Stéphane Oiry : Nous souhaitions une jeune femme assez commune physiquement, à l'image des actrices des films de Mike Leigh ou Ken Loach.
Lewis Trondheim : C’est Stéphane qui a voulu que j’écrive un polar ! Et comme le polar, c’est tout de même un domaine un peu ultra-rabâché, j’étais pas très chaud... Et quand il m’a dit qu’il aimerait bien que ça se déroule à Londres, car il y avait lui-même vécu un moment, j’ai rapproché ça des détectives féminins anglo-saxons. Je me suis dit que ce serait bien d’avoir une femme en héroïne. Par contre, je ne voulait ni d’une potiche, ni d’une bimbo. D’où son look et son caractère bien trempés !

Quel a été le rôle de chacun dans la création du personnage et de la série, dans leurs traits psychologiques et graphiques ?
L.T. : J’ai briefé Stéphane sur le côté « Ken Loach » de Maggy. Et il a trouvé tout seul ses traits. Sa psychologie, c’est moi.
S.O. : J’imagine une physionomie aux personnages, même si parfois Lewis me suggère certains traits physiques, des attributs vestimentaires et une manière de bouger. J'essaie au maximum de surprendre, de me décaler pour ne pas utiliser de stéréotypes.

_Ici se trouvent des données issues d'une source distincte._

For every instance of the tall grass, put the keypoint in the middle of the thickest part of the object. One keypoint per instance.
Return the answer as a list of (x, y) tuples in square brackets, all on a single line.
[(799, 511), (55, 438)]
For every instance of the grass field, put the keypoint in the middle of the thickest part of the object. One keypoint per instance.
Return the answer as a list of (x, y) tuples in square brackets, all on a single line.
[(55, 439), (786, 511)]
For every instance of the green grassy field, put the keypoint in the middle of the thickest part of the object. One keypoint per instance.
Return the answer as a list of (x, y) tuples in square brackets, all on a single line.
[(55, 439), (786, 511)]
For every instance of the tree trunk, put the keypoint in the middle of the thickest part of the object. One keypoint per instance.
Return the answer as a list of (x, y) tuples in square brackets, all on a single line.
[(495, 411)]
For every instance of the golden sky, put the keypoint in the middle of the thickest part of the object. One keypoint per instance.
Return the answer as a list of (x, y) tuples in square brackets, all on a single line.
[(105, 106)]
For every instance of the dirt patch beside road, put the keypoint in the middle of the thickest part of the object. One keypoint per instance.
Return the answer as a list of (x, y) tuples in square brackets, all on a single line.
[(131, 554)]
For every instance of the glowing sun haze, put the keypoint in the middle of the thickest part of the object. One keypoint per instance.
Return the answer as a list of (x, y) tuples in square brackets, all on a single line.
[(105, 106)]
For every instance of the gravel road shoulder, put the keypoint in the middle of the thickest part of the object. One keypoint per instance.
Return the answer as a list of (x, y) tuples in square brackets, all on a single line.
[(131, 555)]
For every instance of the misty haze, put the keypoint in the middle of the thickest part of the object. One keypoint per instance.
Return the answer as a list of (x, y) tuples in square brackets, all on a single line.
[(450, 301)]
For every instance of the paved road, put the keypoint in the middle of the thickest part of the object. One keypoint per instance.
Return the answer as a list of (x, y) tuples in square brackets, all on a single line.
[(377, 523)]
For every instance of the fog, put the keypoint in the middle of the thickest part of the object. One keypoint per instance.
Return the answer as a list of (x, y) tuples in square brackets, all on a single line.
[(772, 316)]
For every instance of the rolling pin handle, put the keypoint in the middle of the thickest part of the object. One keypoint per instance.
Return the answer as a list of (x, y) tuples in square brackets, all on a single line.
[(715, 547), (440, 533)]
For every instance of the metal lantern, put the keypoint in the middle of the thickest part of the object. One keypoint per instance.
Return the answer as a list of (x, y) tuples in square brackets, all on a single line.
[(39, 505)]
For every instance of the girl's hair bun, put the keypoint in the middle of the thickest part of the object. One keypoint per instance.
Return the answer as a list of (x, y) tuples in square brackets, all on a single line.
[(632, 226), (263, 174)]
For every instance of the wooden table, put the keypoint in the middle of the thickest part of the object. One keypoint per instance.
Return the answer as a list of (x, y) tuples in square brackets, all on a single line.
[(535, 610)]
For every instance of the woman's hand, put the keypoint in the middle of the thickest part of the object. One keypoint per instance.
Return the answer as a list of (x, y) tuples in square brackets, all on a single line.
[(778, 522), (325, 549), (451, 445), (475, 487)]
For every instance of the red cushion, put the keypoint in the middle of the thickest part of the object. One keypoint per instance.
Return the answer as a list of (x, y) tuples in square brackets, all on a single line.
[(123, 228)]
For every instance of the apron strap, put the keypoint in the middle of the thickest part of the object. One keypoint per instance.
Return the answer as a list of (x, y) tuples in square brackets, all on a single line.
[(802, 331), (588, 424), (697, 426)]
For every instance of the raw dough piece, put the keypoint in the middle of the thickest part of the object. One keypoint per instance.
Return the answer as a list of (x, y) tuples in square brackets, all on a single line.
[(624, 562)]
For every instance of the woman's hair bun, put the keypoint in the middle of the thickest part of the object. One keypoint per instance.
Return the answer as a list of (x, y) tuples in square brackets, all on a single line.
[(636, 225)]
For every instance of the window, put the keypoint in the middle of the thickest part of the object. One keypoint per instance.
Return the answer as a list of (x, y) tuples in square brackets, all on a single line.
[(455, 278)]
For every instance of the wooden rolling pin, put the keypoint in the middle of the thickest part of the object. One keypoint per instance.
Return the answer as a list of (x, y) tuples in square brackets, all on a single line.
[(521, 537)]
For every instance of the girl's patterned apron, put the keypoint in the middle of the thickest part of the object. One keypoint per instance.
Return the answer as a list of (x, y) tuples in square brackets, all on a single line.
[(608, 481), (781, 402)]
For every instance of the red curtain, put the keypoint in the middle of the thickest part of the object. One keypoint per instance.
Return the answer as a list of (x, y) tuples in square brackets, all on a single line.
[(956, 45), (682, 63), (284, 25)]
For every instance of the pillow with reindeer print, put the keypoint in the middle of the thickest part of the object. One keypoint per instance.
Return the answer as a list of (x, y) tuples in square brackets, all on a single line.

Vous faites également défiler une galerie de personnages hauts en couleur, quelles ont été vos sources d’inspiration pour les créer ?
S.O. : J'observe, je m'inspire des gens que je croise dans la rue, dans le métro ou au hasard de recherches sur Internet, et parfois - plus rarement - j'emprunte des traits à des amis, des personnes de mon entourage, quelques traits.
L.T. : Je crois que je suis fait pour ce job. Ça me vient assez naturellement. Peut-être encore plus facilement avec l’expérience, ça devient une sorte de gymnastique.

Cet album confine parfois au récit de vie, l’intrigue paraissant alors, pendant quelques cases, presque secondaire. Pourquoi ce choix ?
L.T. : Je voulais prendre le temps, que l’on reste avec Maggy, ses petits tracas du quotidien. Je voulais des petites intrigues peu importantes. Stéphane m’avait parlé de la série Bored to Death et j’aimais bien cette approche minimale.
S.O. : J'aime représenter ce qui m'entoure, le quotidien. Je suis moins à l'aise avec les récits de genre ou récits historiques. Le polar est pour moi un genre « acceptable » car il est souvent très ancré dans la réalité et permet d'explorer assez finement l'intimité des personnages qu'il met en scène.
Y avait-il une volonté de chronique ou critique sociale ? Si oui, de quoi est-elle née ?
S.O. : Oui, mais je crois que c'est un soucis de véracité plus qu'une forme de militantisme.
L.T. : Elle transparaît sur les trois albums. On voit les soucis de Maggy pour joindre les deux bouts dans une Angleterre ravagée par l’ultralibéralisme. Mais cette situation sociale transparaît seulement à quelques moments du récit. Je ne voulais pas en faire mon cheval de bataille, mais ça m’a aidé à ancré le récit dans une réalité.